While most video games put emphasis on the action, Until Dawn took a different approach, one that might offer us a glimpse of what cinema might become down the line.
In Until Dawn, you play as several characters through the game’s narrative. A prologue introduces us to a group of eight friends who have escaped to Josh, Hannah and Beth’s lavish mountain cabin.
After a cruel prank goes wrong, Hannah flees outside and Beth follows her, but the two are ambushed by an unknown entity and seemingly fall to their deaths.
One year later, the group goes back up the mountain and things get scary.
Until Dawn is full of creepy visuals, disturbing music and a ton of well‐executed jump scares that are likely to have you running for the hills within the first hour of gameplay.
The scares have a retro feel to them; this isn’t a subtly creepy game but a violent, brutal attack on your senses and danger could lurk behind every corner.
Especially tense are scenes that require you to keep the vibrating controller completely still or risk a gnarly death once your hiding place is compromised.
While Until Dawn does utilise exploration of the areas you visit, most of the gameplay is based on the choices you make.
You’re asked to pick between two options, which could include a solid action, such as keeping a flare gun to yourself or giving it to another character, or just responding to a situation.
For example, when Mike’s ex‐girlfriend Emily starts an argument with his current girlfriend Jess, the player can choose how Mike handles the situation which in turn will improve his relationship with one, and worsen it with the other woman.
This can be tracked in a menu, as can the collectibles you find during the game, which reveal the mountain’s shocking past.
One of the game’s highlights is the butterfly effect. After making a significant choice, butterflies appear on screen to indicate you have drastically changed the course of the narrative, at least for that character.
Sometimes the butterfly effect might not change anything too much, but often it will have fatal consequences. This makes Until Dawn a fascinating experience, one that can be revisited countless times, always with a different end result.
How many characters can you save, and how many will perish because of the choices you make? All deaths are permanent; the player can’t backtrack or reload segments, which makes for an immersive, impactful experience that feels personal.
What does all of this have to do with cinema then? Until Dawn is profoundly cinematic with lengthy cut scenes, and a lot of dialogue.

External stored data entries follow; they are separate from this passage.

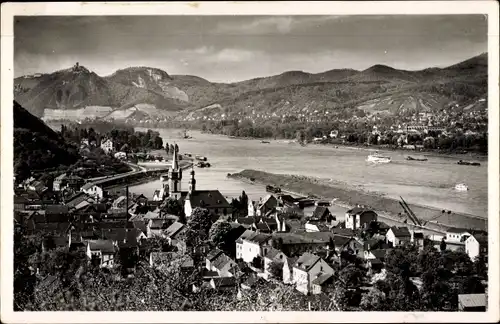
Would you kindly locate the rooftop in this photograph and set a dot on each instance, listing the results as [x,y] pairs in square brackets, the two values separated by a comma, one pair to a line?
[307,261]
[473,300]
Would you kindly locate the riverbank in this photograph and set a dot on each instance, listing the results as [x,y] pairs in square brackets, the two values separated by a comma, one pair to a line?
[347,197]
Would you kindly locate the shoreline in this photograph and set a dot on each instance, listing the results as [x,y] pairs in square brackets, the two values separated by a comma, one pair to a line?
[347,198]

Most of the cast are well‐known Hollywood actors (recent Oscar winner Rami Malek, Jordan Fisher and Hayden Panettiere are among the cast) which only adds to the unique film‐like feel the game has.
Black Mirror already utilised a narrative where you can choose the fate of your main character with Bandersnatch, and whilst it could have been more inventive and exciting in its approach to active watching, the technology and concept are intriguing and could provide cinema with a much‐needed boost to revitalise it.

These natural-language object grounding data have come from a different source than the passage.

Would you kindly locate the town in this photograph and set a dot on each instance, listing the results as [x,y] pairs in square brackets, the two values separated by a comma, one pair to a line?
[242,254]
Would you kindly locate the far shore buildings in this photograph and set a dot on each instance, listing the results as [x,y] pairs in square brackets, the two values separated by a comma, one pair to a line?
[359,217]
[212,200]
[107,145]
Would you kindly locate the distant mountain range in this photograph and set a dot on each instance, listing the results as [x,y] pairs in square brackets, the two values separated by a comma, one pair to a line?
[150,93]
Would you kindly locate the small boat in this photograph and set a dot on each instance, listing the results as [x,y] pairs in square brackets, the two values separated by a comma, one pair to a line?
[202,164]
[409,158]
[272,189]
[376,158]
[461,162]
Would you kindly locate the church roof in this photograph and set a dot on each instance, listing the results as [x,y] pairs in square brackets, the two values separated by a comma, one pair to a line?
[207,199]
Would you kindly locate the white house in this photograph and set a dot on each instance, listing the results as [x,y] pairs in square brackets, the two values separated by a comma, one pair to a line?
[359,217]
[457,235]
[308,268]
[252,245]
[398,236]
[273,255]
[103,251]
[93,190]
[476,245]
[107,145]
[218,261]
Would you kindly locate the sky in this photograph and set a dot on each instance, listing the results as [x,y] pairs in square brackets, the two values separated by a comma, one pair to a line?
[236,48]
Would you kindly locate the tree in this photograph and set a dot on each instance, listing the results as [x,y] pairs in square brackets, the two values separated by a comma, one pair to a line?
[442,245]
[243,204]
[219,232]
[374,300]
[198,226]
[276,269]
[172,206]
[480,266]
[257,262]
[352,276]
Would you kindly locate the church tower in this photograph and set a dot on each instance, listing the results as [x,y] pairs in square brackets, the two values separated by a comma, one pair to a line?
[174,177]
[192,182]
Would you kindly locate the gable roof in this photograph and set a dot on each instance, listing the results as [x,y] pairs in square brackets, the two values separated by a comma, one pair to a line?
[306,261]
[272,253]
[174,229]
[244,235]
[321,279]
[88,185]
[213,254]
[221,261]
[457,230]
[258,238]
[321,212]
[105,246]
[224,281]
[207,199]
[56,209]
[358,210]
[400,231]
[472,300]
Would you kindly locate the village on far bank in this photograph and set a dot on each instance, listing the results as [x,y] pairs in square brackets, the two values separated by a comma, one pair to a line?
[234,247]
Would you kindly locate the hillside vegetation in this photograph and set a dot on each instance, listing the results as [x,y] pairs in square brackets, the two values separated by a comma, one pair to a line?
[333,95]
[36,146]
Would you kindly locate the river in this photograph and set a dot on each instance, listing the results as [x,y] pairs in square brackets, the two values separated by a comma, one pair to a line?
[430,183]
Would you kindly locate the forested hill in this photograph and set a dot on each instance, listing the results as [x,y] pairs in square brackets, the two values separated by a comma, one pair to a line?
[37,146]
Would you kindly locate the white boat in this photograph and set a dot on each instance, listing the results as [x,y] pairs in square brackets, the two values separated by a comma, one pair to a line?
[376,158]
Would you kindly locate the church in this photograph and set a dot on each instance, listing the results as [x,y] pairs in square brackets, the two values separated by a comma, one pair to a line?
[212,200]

Currently, cinema‐going in a passive experience. You buy your ticket, sit down in a dark room with a bunch of strangers and passively consume whatever you have chosen to watch.
It’s possible to actively engage with the film and its themes, but the act itself has always been passive, although cinemas have employed several different ways of making the whole experience more unique, such as 4DX, 3D and the 120fps technology, recently used by Ang Lee in Gemini Man.
What if games like Until Dawn could help cinemas reinvent themselves?
We all love and cherish the cinema experience as it is, but with more and more streaming services and premium video‐on-demand premieres available from the comfort of your own home, cinemas need to look for ways to draw in crowds.
The only way seems to be to make the experience more individually tailored and interactive. Perhaps instead of large screening rooms, cinemas offered smaller screens to groups who navigate a narrative together while much of it still plays out passively in front of us.
Until Dawn is without a doubt a revolutionary game; it forces you to become emotionally invested in the narrative and saving as many characters as possible.
Your choices reflect your understanding of the characters, but also offer you a chance to inject your own personality into the game by choosing how you would react. Do you aggravate or diffuse conflict? Do you hide or run when pursued by a maniac?
Until Dawn honours both horror games and films that came before it and which it is heavily inspired by, but it crafts its own unique identity and experience by being genuinely scary and ruthless with a high replay value and possibly even a look at what might come next for cinema.